When parents invest early for their children, they help reduce some of that pressure later in life.
Many parents worry that they need large amounts of money to start investing for their children. In reality, that is not always the case. What matters more is consistency and time.
Small amounts invested regularly can make a bigger difference than waiting for the “perfect moment” that may never come.
And if you’re wondering, “Is it too late to start?” the answer is simple: no.
The best time to start investing for your child is before they’re even born. The second best time is today.
When You Should Start Investing for Your Child
Time is one of the most powerful advantages in investing.
This does not mean parents should feel pressured to start investing the moment a child is born. Every family has different financial responsibilities and priorities. But the earlier investing begins, the more time the money has to grow.
For example, imagine a parent starts investing N20,000 each month when their child is five years old. Over the next 13 to 15 years, those regular contributions have time to grow to N8.3 million. This is the power of compound interest.
Waiting until the child is much older shortens that window.
But starting early is not only about maximizing growth. It also creates more opportunities to involve the child in the process as they grow older.
A young child may not fully understand investing yet. But as they reach their teenage years, parents can begin explaining how the investment works, what it represents, and why patience matters.
By the time the child becomes a young adult, they may already have years of exposure to these ideas.
Of course, some parents may not be able to start investing until their child is older. That is perfectly okay. The most important step is simply to start.
Even a few years of consistent investing can still make a meaningful difference.
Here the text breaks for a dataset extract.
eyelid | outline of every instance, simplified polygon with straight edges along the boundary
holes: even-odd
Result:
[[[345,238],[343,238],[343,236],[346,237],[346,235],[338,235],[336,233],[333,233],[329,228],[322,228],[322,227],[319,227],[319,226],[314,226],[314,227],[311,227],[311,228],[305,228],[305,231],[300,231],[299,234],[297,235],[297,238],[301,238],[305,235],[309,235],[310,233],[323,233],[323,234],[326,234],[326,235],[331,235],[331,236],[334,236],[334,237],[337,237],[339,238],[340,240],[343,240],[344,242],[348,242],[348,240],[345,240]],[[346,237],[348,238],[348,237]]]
Parents should also consider their own financial stability before starting. It is important to have basic financial foundations in place, such as emergency savings. Investing for your child should not come at the cost of financial stress for the household.
The goal is balance.
If you are financially stable and able to set aside a small amount regularly, starting earlier gives your child the greatest advantage. But if you are starting later, consistency can still help you build something valuable over time.